Adam Martin: Okay. So it's still possible to get '23. All right. And question -- just sort of a volume question that, just comment about maintenance at Port Bonython Q4 FY '22. Can [Technical Difficulty] how long is that going [Technical Difficulty] an impact on that [Technical Difficulty] in place?
Morné Engelbrecht: Yes. We don't see any impact and Santos indicated no impact in terms of production. So I'll use the current [indiscernible] storage to make sure that production is not impacted from that specific facility.
Operator: Next question comes from Gordon Ramsay from RBC Capital Markets.
Gordon Ramsay: Just a comment on the Bauer pressure maintenance. Is that water flooding? I just understood on what you're doing to that field to maintain pressure.

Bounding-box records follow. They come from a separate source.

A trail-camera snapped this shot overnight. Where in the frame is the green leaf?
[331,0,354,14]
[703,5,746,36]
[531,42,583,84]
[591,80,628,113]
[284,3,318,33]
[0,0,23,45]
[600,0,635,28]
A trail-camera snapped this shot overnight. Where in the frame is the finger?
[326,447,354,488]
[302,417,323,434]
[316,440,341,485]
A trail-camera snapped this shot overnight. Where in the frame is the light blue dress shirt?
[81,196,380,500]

Sam Algar: Yes. So we have a number of water producers. And what we've been doing is modifying the way that that water interacts with oil production just to increase our water -- sorry, our oil production. So we've actually been increasing water production to draw that water away from those oil producers, which has had a very strong impact upon the net oil production.

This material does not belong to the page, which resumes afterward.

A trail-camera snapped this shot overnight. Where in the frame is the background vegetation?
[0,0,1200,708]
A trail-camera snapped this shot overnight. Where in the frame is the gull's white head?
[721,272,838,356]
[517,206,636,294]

Gordon Ramsay: And speaking of water, we've had some extreme weather events in Central Australia. I imagine there's some flooding in the Cooper Basin at the moment. Is that expected to have any impact on operations, let's say, in the March quarter?
Morné Engelbrecht: Look, we -- I mean, as you would expect, there was some impact to our drilling operations there, not only in the Western Flank, but also in the Kupe Basin JV, which the teams have been working around. So, we definitely focused on getting that back online as soon as possible and going after the various connections that we need to make and that we're currently busy with. We have some impact, but it's minor, and we're working to make that back within the quarter.
Gordon Ramsay: And just last question for me. Just on the Perth Basin. You previously indicated potential for 3 to 6 exploration wells. I noticed there's no comment on the number in this result. Should [indiscernible] gas discovery, will that impact that program? And you can -- can you please confirm you're still looking at 3 to 6 exploration wells potentially after the 5 development wells on Waitsia?
Morné Engelbrecht: Yes. Look, in terms of the success or not success of Western South [indiscernible], it doesn't really impact our view in terms of our exploration acreage and the prospects we see there. So we're definitely looking at the 3 to 6 exploration wells there. Obviously, that's subject to us confirming and discussing that with Mitsui as well, our joint venture partner there to confirm as well, but definitely on the cards.
Operator: The next question comes from Saul Kavonic from Credit Suisse.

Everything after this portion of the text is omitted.